W niedzielę, 28 maja turyści zgłosili, że na Placu Zamkowym w Warszawie mężczyzna oferuje zrobienie zdjęcia z sową płomykówką za opłatą. Nie byłoby w tym nic złego gdyby nie fakt, że ptaki miały skrępowane nogi, były trzymane w pełnym słońcu i bez wody.
Warszawa. Mężczyzna oferował zdjęcia z sowami
Są to również zwierzęta nocne, które w dzień powinny odpoczywać. Mają bardzo czuły słuch, dlatego przebywanie na gwarnej Starówce jest dla nich szczególnie stresujące.
Gdy straż miejska zjawiła się na miejscu, okazało się, że mężczyzna nie posiada zezwolenia na posiadanie jednego z ptaków.
W związku z podejrzeniem popełnienia przestępstwa znęcania się nad zwierzętami i posiadania dzikich zwierząt bez pozwolenia na miejsce została wezwana policja i weterynarz. Ptaki zostały odebrane, a ich właściciel może otrzymać karę nawet do trzech lat pozbawienia wolności.
Sowa płomykówka w Polsce
Populacja sowy płomykówki w Polsce jest stabilna - oznaczona jest jako takson najmniejszej troski. Mimo to, na terenie Polski gatunek ten jest objęty ścisłą ochroną gatunkową i wymaga ochrony czynnej. W naszym kraju żyje ich około 1000-1500 par. Przyrodnicy obserwują jednak, że ich populacja się zmniejsza.
Za główną przyczynę zmniejszającej się populacji sowy płomykówki uważa się postępującą likwidację miejsc odpowiednich do gniazdowania przy okazji rozmaitych remontów. Z tego powodu ochrona tego gatunku opiera się na zabezpieczeniu gniazd oraz dystrybucji budek lęgowych. Sowy giną również często na skutek kolizji z autami.
Podstawę diety sowy płomykówki stanowią gryzonie. Wraz z intensyfikacją rolnictwa ich liczebność spada, co przekłada się na mniejszą populację tych ptaków.
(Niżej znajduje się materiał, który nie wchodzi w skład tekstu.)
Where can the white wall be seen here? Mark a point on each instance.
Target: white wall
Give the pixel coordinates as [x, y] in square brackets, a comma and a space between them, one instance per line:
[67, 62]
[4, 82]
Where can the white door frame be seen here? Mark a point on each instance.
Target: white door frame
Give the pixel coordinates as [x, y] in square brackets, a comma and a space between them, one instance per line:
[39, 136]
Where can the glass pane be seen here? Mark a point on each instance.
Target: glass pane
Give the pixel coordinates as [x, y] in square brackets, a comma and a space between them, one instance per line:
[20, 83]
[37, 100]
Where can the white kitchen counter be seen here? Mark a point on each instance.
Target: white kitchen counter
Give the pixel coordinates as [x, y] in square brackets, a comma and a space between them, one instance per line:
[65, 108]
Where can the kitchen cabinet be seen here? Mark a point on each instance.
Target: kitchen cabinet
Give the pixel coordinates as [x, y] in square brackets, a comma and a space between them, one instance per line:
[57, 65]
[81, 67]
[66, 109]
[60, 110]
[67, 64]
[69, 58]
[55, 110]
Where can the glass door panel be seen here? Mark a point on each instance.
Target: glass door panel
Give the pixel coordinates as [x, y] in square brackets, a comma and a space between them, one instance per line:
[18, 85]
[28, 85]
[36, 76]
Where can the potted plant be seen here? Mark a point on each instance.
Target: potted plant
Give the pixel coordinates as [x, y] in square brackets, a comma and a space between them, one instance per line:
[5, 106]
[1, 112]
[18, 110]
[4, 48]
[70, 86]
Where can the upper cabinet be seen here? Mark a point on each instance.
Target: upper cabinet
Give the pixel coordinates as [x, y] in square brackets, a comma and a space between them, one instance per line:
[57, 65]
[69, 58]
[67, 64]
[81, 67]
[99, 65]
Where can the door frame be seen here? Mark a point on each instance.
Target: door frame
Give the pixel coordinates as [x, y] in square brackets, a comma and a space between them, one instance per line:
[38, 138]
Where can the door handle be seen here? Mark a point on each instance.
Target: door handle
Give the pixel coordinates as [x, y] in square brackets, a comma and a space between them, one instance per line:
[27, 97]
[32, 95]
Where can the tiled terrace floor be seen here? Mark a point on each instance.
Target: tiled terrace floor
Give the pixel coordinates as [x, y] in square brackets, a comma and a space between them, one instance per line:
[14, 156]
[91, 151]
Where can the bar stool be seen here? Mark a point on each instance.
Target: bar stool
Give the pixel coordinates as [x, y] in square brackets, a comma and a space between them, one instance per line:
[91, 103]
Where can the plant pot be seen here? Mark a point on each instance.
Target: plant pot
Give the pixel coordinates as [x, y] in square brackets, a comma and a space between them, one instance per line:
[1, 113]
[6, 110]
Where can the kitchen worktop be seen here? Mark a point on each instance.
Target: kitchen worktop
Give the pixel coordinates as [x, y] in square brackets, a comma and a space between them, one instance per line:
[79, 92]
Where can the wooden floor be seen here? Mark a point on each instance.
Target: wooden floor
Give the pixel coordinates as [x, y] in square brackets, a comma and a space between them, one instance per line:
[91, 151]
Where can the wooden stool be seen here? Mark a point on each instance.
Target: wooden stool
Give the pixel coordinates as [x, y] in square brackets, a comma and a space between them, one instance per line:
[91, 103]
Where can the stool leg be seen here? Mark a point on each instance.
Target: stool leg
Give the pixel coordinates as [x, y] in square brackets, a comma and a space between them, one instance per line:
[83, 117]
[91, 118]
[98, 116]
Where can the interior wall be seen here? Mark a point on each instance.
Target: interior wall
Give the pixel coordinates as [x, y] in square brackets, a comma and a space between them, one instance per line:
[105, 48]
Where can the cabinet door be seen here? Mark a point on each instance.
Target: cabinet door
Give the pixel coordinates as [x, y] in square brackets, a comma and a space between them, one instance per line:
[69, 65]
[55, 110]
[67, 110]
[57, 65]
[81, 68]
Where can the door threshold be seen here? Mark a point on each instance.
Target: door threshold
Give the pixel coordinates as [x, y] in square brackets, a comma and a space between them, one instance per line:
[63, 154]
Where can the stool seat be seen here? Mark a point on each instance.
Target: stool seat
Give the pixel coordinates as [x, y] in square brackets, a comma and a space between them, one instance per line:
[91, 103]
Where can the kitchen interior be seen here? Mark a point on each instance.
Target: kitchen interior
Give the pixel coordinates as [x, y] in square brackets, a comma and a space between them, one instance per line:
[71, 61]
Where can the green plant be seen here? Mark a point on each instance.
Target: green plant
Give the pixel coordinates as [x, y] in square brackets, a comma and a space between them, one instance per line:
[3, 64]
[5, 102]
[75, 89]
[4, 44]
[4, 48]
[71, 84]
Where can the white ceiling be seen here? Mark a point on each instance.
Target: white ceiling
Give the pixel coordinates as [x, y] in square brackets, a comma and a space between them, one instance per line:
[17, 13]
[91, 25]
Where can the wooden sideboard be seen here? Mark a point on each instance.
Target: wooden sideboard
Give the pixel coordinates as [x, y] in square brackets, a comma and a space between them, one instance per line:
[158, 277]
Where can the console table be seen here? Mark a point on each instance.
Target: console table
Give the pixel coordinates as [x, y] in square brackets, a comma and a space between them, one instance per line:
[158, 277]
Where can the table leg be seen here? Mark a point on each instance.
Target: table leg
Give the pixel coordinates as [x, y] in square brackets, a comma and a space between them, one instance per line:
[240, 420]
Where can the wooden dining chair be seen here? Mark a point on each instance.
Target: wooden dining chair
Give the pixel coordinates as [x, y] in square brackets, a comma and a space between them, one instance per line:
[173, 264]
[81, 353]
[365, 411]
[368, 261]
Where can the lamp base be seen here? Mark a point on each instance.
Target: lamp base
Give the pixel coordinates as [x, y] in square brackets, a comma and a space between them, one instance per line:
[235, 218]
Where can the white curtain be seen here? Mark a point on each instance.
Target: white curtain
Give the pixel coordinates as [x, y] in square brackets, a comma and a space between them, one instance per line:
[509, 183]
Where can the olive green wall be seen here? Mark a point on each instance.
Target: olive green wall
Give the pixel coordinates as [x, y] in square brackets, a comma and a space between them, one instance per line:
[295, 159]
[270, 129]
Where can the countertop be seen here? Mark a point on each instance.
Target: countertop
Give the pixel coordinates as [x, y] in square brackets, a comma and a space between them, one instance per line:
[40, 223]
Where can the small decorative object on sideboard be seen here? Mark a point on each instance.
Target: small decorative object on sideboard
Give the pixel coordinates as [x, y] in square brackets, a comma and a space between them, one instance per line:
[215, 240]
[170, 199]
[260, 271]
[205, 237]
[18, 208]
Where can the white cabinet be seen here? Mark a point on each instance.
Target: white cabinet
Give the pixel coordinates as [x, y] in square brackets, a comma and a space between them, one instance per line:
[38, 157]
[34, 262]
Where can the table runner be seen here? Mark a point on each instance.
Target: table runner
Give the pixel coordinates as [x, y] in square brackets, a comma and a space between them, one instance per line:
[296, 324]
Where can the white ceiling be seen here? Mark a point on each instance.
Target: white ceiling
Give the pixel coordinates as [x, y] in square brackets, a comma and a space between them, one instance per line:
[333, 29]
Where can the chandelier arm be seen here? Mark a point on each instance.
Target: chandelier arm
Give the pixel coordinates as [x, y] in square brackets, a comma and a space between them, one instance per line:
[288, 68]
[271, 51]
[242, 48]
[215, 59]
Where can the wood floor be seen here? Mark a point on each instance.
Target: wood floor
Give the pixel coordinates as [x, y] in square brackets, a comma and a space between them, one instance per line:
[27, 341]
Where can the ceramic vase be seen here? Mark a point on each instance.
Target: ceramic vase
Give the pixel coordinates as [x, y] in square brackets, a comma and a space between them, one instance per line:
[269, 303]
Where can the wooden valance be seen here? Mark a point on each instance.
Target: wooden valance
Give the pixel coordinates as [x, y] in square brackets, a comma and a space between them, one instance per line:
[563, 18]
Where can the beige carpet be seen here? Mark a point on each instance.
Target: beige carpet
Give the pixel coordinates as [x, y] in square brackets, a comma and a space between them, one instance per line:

Duże zagrożenie stanowią również pestycydy. Najczęściej zostają zatrute nimi gryzonie, które potem są zjadane przez sowy. W efekcie do ciała ptaka dostaje się trucizna, która go zabija lub w lżejszych przypadkach prowadzi do zatrucia i zaburzenia w tworzeniu skorupki jaj. Złożone jaja są zbyt kruche, by mogły być wysiedziane.